Canada has been gracious enough to offer themselves up as an example of why having an eDiscovery system in place is really important.
It has been reported that in British Columbia, many email correspondences that occurred between the executive branch and the cabinet during one of the biggest business deals in Canadian history: the sale of BC Rail to CN Rail have been accidentally or mistakenly deleted.
According to The Globe and Mail, "Wiped out, according to George Copley, a lawyer representing the B.C. Executive Council, are four years of tapes covering the crucial period when the government negotiated the sale of BC Rail to CN Rail."

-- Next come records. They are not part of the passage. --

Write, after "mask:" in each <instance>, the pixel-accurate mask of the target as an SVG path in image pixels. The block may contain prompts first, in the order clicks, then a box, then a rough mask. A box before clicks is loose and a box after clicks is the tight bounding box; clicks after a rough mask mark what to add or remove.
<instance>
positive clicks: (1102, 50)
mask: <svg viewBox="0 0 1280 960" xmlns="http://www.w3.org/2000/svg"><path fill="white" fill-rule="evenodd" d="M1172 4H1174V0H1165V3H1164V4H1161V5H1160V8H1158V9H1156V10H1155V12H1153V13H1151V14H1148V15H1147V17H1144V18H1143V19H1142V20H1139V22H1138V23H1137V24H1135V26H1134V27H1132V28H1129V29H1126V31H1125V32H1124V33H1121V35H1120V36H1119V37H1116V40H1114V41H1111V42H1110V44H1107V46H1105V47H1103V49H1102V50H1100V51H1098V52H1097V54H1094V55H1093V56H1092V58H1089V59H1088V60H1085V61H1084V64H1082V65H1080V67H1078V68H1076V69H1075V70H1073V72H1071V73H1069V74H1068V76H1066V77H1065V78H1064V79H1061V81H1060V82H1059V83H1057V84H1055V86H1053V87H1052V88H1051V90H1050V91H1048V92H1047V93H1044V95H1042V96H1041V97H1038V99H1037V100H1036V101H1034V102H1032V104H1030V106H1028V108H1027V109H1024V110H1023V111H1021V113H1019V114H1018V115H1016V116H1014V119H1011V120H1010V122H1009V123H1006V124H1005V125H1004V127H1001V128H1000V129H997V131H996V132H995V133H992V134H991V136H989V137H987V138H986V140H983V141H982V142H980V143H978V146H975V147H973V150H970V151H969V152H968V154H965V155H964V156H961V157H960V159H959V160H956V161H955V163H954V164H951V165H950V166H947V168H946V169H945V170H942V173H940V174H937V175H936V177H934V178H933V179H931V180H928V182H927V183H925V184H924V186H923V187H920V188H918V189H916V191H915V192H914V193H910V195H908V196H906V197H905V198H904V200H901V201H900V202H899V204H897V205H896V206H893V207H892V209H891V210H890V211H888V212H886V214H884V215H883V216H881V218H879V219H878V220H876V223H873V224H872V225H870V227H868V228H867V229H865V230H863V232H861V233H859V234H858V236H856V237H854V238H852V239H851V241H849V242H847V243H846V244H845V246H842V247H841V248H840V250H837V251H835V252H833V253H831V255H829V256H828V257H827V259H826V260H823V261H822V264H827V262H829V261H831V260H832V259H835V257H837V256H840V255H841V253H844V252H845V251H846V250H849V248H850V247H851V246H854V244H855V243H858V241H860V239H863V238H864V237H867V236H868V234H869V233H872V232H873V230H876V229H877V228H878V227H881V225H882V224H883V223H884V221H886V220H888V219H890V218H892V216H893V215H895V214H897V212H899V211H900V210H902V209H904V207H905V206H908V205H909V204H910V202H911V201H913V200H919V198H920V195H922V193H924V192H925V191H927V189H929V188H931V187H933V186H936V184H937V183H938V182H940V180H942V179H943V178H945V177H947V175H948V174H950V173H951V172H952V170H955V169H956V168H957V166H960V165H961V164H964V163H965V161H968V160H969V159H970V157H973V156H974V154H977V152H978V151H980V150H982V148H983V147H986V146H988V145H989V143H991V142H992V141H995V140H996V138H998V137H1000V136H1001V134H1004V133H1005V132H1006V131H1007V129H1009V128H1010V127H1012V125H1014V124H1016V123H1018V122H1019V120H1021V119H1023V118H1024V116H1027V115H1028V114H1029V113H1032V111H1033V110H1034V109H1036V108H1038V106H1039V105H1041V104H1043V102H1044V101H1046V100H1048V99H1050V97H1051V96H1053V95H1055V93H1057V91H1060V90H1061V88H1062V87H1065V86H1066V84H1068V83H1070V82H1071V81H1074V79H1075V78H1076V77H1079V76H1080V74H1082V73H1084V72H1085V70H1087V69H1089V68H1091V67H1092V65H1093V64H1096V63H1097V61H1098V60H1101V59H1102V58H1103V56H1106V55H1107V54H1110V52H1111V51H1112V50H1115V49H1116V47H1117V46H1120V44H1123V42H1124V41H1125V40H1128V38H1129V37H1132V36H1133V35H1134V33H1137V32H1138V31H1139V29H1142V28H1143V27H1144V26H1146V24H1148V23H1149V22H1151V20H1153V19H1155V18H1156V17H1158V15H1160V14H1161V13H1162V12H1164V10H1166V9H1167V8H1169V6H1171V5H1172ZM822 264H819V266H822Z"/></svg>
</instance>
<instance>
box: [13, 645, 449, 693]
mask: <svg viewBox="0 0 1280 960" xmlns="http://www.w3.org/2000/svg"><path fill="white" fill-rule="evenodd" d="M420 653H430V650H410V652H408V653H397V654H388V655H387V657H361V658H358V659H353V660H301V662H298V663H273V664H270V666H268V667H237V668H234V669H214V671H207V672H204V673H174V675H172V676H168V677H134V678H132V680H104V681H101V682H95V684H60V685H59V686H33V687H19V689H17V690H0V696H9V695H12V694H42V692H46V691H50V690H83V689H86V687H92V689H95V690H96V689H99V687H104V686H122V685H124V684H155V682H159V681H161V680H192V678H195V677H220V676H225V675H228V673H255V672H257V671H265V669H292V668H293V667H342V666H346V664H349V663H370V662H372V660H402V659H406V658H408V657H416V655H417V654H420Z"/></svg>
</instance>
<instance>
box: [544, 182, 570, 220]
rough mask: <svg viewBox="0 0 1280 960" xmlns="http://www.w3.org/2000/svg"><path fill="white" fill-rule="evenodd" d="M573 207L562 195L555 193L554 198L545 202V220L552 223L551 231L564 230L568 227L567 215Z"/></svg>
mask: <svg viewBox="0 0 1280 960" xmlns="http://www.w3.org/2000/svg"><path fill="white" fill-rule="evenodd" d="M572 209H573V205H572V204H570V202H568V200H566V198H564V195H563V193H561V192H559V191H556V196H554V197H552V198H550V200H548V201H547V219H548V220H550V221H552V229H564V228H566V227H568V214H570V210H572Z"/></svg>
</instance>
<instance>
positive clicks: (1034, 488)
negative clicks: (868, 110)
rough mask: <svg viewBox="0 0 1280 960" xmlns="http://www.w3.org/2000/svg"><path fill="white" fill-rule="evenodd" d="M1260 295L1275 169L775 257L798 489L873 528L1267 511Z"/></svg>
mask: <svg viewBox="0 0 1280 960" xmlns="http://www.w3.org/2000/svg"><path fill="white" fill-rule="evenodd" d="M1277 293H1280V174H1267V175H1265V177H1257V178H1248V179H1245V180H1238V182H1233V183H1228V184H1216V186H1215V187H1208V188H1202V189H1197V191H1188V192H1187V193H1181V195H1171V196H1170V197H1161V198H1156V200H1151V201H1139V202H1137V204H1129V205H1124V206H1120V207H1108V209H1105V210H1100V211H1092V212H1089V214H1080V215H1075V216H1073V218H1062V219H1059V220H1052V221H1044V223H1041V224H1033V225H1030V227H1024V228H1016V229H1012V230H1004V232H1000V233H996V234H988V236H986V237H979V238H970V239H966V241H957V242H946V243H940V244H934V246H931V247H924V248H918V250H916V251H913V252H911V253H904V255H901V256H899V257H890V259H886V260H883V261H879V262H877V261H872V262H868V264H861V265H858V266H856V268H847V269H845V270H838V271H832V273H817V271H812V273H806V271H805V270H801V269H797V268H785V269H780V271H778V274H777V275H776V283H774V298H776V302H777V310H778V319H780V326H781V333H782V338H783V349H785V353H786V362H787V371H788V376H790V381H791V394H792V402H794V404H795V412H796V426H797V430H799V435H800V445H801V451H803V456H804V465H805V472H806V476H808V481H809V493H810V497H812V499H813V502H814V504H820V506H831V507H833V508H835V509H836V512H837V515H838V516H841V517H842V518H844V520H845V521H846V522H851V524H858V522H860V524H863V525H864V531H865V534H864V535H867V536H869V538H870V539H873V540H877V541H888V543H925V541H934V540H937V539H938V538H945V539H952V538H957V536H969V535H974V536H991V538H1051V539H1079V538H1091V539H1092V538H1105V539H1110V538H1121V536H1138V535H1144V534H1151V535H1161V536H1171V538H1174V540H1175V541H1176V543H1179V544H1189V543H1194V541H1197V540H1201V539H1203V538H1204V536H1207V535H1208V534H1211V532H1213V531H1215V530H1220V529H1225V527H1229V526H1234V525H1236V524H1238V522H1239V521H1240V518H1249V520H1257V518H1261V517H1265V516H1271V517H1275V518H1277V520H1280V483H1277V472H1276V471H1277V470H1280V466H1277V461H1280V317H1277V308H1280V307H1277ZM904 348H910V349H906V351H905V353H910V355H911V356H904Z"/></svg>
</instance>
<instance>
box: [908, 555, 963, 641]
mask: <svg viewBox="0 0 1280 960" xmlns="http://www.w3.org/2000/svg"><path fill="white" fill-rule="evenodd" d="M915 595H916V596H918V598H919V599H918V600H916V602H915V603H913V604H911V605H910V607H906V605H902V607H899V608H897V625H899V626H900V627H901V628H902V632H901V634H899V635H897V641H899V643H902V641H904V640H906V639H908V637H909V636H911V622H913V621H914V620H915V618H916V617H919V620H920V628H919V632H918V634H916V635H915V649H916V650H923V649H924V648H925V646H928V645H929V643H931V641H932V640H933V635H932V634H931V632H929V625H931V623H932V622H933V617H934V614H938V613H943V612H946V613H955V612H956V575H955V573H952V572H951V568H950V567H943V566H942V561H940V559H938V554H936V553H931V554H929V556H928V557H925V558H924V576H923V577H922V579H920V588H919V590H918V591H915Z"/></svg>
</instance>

Not only is it embarrassing to admit that these errors occurred, it's also very expensive. This case has the potential to be one of the most expensive ediscovery cases ever in Canada.
Not Just Any Strategy
Implementing eDiscovery for the enterprise creates some organizational challenges, such as whose responsibility is it to search and discover? Some point to IT, while others point to Human Resources. The truth is -- as the Canadian government is learning -- is that having a fast, dependable and well-organized compliance strategy to protect your company in the event of an eDiscovery request, is the responsibility of the enterprise period.
Saving Face & Legal Trouble
Of course, eDiscovery isn't just about saving you time, money and embarrassment, it's about effectively managing, archiving and accessing all the information across the enterprise, in all formats so that it can be easily searched and tagged, hopefully saving your company from the possibility of litigation. A well organized company is not only a more productive one, it's one that is proactive rather than reactive.
As for Canada, considering that the defense argues the accused men were acting on the orders of their superiors -- and maintain the e-mails could prove that, it's not hard to figure out why those deleted emails might have helped the prosecution build their case.